Read-Write set semantics - 读写集语义¶
This documents discusses the details of the current implementation about the semantics of read-write sets.
本文档讨论了当前代码实现中读写集语义的具体细节。
Transaction simulation and read-write set - 交易模拟和读写集¶
During simulation of a transaction at an endorser, a read-write set
is prepared for the transaction. The read set contains a list of
unique keys and their committed versions that the transaction reads
during simulation.
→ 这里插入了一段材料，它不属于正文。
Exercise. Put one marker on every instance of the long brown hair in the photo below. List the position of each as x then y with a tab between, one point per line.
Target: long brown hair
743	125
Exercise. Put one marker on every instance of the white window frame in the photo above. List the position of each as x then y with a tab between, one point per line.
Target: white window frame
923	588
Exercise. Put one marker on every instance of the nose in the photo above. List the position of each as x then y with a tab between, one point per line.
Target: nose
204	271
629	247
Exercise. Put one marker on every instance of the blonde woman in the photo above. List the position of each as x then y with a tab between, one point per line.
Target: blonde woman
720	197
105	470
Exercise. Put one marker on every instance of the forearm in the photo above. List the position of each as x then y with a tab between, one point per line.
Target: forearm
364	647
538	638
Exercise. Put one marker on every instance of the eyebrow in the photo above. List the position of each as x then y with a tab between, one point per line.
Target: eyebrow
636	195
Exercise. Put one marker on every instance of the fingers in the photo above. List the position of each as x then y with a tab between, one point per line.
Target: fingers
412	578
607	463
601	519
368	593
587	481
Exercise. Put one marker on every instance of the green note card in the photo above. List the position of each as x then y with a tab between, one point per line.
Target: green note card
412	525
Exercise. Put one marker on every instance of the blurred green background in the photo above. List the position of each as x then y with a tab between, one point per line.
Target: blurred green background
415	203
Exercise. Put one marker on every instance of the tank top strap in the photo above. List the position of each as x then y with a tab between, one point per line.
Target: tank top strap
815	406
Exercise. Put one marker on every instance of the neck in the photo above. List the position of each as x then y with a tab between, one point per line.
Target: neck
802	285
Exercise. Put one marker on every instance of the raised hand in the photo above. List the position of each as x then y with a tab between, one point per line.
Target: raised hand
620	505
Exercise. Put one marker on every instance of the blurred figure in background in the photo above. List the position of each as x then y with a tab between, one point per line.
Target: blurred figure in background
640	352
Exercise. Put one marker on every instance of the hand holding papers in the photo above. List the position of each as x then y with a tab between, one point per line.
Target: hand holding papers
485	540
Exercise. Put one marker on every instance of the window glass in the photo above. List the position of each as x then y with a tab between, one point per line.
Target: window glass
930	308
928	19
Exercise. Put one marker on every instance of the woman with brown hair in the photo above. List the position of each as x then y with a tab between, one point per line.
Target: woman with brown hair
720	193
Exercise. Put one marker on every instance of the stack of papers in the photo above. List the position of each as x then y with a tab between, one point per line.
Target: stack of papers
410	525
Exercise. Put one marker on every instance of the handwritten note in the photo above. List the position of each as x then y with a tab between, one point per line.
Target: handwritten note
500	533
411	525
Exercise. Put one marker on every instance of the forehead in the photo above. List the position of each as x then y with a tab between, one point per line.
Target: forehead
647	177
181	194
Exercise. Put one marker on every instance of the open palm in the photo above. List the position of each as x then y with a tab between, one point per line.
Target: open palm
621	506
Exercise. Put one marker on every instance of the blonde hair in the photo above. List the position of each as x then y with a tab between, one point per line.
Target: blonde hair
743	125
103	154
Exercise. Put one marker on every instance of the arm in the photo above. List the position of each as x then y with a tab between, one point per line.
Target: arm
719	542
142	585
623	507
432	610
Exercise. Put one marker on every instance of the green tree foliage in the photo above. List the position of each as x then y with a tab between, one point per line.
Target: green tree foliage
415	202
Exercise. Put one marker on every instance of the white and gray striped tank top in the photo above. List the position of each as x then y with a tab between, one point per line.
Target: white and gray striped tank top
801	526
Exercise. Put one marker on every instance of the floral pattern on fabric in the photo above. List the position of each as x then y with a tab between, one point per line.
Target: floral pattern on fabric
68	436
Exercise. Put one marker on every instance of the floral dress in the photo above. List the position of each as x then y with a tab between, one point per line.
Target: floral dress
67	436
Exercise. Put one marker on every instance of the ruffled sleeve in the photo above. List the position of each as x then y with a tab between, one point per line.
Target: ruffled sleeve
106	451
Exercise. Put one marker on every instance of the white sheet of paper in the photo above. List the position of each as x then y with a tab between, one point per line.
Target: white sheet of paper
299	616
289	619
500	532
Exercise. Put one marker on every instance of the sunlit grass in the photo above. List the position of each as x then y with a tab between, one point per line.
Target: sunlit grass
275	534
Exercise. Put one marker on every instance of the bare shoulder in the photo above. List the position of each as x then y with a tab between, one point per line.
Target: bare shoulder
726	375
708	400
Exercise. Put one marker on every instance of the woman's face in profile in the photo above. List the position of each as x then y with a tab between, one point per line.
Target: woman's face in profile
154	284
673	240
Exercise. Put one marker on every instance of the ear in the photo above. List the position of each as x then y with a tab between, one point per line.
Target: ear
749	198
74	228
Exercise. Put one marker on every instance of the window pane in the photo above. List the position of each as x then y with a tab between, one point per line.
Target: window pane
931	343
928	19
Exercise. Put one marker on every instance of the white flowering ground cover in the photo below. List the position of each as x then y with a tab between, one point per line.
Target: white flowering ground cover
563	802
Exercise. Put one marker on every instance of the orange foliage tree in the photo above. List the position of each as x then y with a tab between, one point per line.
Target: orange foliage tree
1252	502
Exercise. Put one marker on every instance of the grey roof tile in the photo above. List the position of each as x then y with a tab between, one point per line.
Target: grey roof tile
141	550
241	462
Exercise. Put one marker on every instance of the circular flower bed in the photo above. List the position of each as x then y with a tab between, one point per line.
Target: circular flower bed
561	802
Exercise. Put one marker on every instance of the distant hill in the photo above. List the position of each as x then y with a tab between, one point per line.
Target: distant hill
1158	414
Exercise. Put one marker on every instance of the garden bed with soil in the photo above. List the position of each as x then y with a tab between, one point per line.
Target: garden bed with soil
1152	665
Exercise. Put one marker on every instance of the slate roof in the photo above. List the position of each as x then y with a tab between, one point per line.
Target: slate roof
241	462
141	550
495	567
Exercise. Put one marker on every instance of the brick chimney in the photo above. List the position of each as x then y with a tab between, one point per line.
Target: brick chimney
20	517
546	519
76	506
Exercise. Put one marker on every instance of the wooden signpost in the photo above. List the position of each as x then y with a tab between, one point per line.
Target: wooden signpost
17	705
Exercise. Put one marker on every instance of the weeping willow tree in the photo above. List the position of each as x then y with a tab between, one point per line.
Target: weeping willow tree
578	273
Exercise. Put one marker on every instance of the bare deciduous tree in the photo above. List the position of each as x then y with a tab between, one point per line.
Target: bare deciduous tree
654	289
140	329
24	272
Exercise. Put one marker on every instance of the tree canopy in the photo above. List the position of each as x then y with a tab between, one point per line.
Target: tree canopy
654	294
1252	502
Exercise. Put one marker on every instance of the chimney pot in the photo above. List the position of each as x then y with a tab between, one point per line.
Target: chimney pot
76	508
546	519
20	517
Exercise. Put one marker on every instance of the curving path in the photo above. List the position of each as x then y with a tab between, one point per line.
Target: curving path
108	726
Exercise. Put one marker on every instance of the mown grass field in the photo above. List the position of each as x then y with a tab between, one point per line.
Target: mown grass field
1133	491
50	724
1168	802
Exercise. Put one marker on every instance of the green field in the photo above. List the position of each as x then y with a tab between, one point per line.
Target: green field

The write set contains a list of unique keys
(though there can be overlap with the keys present in the read set) and
their new values that the transaction writes. A delete marker is set (in
the place of new value) for the key if the update performed by the
transaction is to delete the key.
在 背书节点 模拟执行交易期间,会生成该交易对应的一个读写集。读集合(read set) 包含了在模拟执行交易期间,所读取的一组不重复的 key 及其版本号的列表。写集合(write set) 包含了一组不重复的 key(这些 key 可能和读集合中的 key 有重合)以及该交易写入的这些 key 对应的值。如果交易对应的更新操作是删除某个 key,则该 key 对应的值会被设置删除标记。
Further, if the transaction writes a value multiple times for a key, only the last written value is retained. Also, if a transaction reads a value for a key, the value in the committed state is returned even if the transaction has updated the value for the key before issuing the read. In another words, Read-your-writes semantics are not supported.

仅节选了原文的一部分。